Inhibition of PTP1B Promotes M2 Polarization via MicroRNA-26a/MKP1 Signaling Pathway in Murine Macrophages

Sepsis is a life-threatening condition often occurring in intensive care units. Excessive activation of host immune system at the early stage contributes to multiple organ damage. Mitogen-activated protein kinase phosphatase-1 (MKP1) plays a critical role in inflammatory process. In our recent bioinformatic analysis, we confirmed the notion that the inhibition of protein tyrosine phosphatase-1B (PTP1B) significantly enhances the expression of MKP1 in murine macrophages. However, the underlying mechanism remained unclear, as well as its effect on macrophage polarization. In this work, we verified that the suppression of PTP1B induced upregulation of MKP1 in M1 macrophages. A RayBiotech mouse inflammation antibody assay further revealed that MKP1-knockdown strengthened the pro-inflammatory cytokine (IL-1β, IL12p70, IL-17, IL-21, IL-23, and TNF-α) secretion but suppressed the anti-proinflammatory cytokine (IL-10) production in M2 macrophages.

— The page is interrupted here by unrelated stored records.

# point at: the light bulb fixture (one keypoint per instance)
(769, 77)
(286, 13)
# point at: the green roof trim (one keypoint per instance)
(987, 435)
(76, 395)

Phospho-proteomics analysis further identified ERK1/2 and p38 as downstream molecules of MKP1. Moreover, we found that the inhibition of PTP1B lowered the expression of miR-26a, showing a negative correlation with MKP1 protein expression. Thus, we concluded that the inhibition of PTP1B contributes to M2 macrophage polarization via reducing mir-26a and afterwards enhancing MKP1 expression in murine macrophages.